Meses antes, o ministro aplicara forte choque de preços administrados como compensação aos atrasos nos ajustes que vinham ocorrendo há quase 2 anos.
Em entrevista a EXAME IN, Gonçalves pondera que, até 2016, contribuiu para a inflação em dois dígitos o fato de a economia brasileira estar em pleno emprego. “Os preços dos serviços estavam acima da inflação média. Os orçamentos familiares estavam corrigidos pelos preços dos serviços e a inflação acelerou. Mas acabou declinando a 6,29% no encerramento do ano que foi influenciado por fatores positivos. Entre eles, a perspectiva, confirmada, de criação do teto de gastos e a troca do comando do Banco Central. Com a chegada de Michel Temer à presidência (interina durante 180 dias de afastamento de Dilma Rousseff para preparar sua defesa ao processo de impeachment aberto pelo Câmara dos Deputados) Ilan Goldfajn assumiu a instituição, o que trouxe alívio ao câmbio. Mas foi mais que isso.”
Gonçalves explica que, em 2016, o desemprego chegou a níveis inimagináveis naquele momento, levando a uma forte desaceleração dos preços de serviços. Paralelamente, o choque de preços administrados promovido pelo Ministério da Fazenda, em 2015 – quando foram corrigidas tarifas defasadas – deixou de contaminar o cálculo da inflação um ano depois. Movimento semelhante ao observado na evolução de preços dos alimentos.
“É incomparável entre 2016 e este 2021, o comportamento do câmbio. Enquanto lá atrás o dólar começou a subir com a queda das commodities, desta vez tudo subiu. O choque é mais intenso e o câmbio vai demorar a voltar, dado o ambiente político, o que torna a inflação mais resistente. Outro fator a considerar é a diferença do mercado de trabalho. Carregamos desemprego de dois dígitos e três anos de expansão do Produto Interno Bruto (PIB) em 1%. Tivemos, a exemplo do passado, uma recessão em 2020, mas com característica diferente. Desta vez, num ano de pandemia, sofremos um choque de oferta com interrupção das cadeias de produção por falta de insumos. Lá, em 2016, tivemos uma abrupta queda da demanda”, comenta Gonçalves que chama atenção também para uma questão técnica.

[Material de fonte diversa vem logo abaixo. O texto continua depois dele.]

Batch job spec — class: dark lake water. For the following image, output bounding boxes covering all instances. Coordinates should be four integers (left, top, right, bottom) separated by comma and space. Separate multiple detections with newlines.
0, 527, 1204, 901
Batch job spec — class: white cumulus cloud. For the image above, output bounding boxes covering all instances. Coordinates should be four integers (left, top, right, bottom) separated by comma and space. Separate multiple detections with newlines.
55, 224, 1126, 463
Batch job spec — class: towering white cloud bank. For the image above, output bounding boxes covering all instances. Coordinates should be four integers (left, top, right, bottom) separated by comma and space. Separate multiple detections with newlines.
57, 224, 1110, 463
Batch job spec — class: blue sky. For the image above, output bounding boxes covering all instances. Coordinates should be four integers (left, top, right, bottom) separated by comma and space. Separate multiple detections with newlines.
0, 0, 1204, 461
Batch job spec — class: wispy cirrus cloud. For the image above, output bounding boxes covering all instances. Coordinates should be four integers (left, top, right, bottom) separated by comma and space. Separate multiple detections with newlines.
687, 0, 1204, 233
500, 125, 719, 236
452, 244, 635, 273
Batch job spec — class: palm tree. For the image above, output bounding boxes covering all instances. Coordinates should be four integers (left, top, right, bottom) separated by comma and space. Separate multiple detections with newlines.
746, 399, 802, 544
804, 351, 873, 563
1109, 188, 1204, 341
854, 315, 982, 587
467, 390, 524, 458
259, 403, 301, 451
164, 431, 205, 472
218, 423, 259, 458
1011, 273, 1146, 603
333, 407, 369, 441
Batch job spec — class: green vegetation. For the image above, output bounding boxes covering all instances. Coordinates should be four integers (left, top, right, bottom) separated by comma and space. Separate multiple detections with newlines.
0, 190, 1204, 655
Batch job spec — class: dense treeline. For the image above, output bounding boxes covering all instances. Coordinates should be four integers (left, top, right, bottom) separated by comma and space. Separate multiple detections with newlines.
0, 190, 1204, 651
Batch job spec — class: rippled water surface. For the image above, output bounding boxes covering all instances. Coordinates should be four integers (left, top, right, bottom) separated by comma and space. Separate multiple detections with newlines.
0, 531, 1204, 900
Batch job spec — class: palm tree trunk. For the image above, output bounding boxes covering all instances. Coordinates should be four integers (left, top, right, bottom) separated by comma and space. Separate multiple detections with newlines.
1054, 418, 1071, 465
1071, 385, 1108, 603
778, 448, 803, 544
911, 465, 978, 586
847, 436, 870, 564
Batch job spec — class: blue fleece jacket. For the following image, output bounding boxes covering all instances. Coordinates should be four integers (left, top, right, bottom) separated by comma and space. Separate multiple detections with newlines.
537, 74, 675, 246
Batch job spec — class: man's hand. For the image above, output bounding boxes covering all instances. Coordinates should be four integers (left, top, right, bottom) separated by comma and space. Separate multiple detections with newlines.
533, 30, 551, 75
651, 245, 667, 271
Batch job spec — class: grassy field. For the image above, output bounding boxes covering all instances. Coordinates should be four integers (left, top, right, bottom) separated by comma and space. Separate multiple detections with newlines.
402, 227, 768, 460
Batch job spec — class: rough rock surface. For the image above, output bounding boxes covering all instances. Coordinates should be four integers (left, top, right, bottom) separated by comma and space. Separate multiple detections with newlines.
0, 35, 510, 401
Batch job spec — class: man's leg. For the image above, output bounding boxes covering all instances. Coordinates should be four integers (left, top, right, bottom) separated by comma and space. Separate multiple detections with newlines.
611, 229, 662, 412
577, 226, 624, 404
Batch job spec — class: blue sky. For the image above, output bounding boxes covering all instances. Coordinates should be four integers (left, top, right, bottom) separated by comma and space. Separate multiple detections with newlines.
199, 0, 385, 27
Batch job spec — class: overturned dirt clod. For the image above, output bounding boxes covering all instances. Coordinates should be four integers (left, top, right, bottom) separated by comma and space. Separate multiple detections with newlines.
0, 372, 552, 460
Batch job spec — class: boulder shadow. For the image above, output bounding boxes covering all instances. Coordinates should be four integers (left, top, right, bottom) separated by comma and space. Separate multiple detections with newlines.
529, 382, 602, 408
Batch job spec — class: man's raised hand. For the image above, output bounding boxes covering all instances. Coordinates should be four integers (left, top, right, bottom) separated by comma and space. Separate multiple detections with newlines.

O economista-chefe do Fator lembra que o regime de metas de inflação não foi pensado para lidar com choques de oferta, mas para conter a demanda, de modo que uma situação de contração da oferta é inflacionária, mesmo com a demanda fraca. “Situação em que as autoridades monetárias procuram manter o câmbio quieto e ajustam a demanda via elevação da taxa de juro. Por essas razões, quando comparo o comportamento atual da inflação com o passado, fico apavorado sobre as consequências da escalada de preços sobre as empresas – todas com passivos inéditos de origem diversa, como ter se endividado para evitar demitir funcionários durante a pandemia. Sem produzir na escala anterior de imediato, as empresas terão menos margem operacional para servir a dívida acrescida. E o juro em alta pode afetar a demanda. E, sem demanda, as empresas quebram e a inflação não necessariamente cai.”